Coastal Wolf, by Ken Meyers

"Coastal Wolf" is created using the lost wax process of bronze sculpture. 9" tall x 16" long. It is signed and numbered by the artist as part of a limited edition of ten to be produced.

“I am a bronze sculptor based on Vancouver Island and have recently completed the first in a series of Coastal Wolf pieces. As a signature member of Artists for Conservation, I routinely pledge a percentage of sale proceeds to worthy organizations focused on the protection of at-risk species. I would love to donate to Raincoast as I sell editions of this piece!”

Ken Meyers

“Coastal Wolf” is created using the lost wax process of bronze sculpture. 9″ tall x 16″ long. It is signed and numbered by the artist as part of a limited edition of ten to be produced. Each piece is priced at $6,600.

Website: https://www.kenmeyersculpture.com/

About coastal wolves

Coastal wolves are a genetically, ecologically, and behaviourally distinct population of the gray wolf (Canis lupus). Notably, they have a greater amount of marine based protein in their diet than interior wolves, are smaller in size, and have slight but identifiable differences in coloration.

The coastal wolf can be found in southwestern Alaska and west of the Coast Mountain Range, which separates coastal from interior areas of British Columbia. In BC, this includes the Great Bear Rainforest and many islands and archipelagos in the Salish Sea.

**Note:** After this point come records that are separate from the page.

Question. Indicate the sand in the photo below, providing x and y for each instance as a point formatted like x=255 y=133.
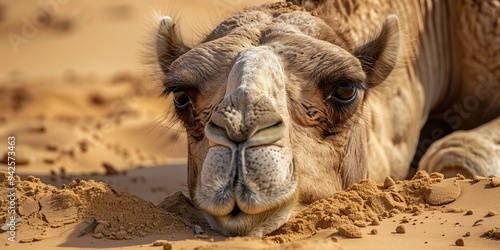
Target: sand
x=99 y=165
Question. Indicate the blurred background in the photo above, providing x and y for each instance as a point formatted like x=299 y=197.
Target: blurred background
x=76 y=94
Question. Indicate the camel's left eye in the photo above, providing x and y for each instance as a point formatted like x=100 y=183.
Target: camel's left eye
x=181 y=99
x=343 y=94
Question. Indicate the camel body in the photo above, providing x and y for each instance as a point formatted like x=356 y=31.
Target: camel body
x=285 y=105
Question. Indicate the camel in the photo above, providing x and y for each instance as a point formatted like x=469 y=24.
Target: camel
x=287 y=103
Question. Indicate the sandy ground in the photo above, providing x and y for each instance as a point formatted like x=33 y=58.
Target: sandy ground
x=91 y=129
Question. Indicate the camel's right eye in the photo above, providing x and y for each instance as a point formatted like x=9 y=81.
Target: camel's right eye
x=181 y=99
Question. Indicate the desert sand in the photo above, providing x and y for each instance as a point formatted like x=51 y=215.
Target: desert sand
x=100 y=165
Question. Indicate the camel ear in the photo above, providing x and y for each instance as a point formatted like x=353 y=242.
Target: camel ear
x=169 y=44
x=378 y=57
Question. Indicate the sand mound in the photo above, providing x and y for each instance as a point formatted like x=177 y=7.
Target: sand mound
x=120 y=215
x=367 y=203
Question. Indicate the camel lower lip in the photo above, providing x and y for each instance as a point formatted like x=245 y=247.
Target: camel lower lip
x=239 y=223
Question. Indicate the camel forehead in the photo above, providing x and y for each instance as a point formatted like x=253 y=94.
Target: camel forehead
x=265 y=21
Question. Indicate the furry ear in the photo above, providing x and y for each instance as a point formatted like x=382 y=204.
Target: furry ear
x=169 y=44
x=378 y=57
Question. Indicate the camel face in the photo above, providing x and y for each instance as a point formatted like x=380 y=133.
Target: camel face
x=271 y=103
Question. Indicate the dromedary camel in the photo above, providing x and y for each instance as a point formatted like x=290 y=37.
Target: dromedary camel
x=285 y=105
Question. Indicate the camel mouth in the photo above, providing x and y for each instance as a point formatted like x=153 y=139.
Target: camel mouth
x=239 y=223
x=242 y=209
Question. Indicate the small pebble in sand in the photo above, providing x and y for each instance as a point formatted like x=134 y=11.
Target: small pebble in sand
x=160 y=243
x=460 y=242
x=389 y=182
x=400 y=229
x=495 y=182
x=350 y=231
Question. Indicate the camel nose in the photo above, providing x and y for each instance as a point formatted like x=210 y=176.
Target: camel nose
x=250 y=125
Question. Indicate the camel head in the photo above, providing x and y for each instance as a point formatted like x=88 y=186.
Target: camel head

As gray wolves continue to recolonize interior areas they once inhabited in the Pacific Northwest, there is evidence of hybridization between coastal wolves and other non-coastal wolves. 

Much like their interior counterparts, coastal wolves face threats against which they have no evolved defences, including human persecution, climate change, industrial forestry, trophy hunting, increasing marine traffic, and exotic diseases. Given their unique ecological, morphological, behavioural, and genetic characteristics, scientists have recommended that coastal wolves in BC be considered an Evolutionary Significant Unit (ESU) and given special conservation status. To date, this unique strain of wolf does not receive any special protection in BC.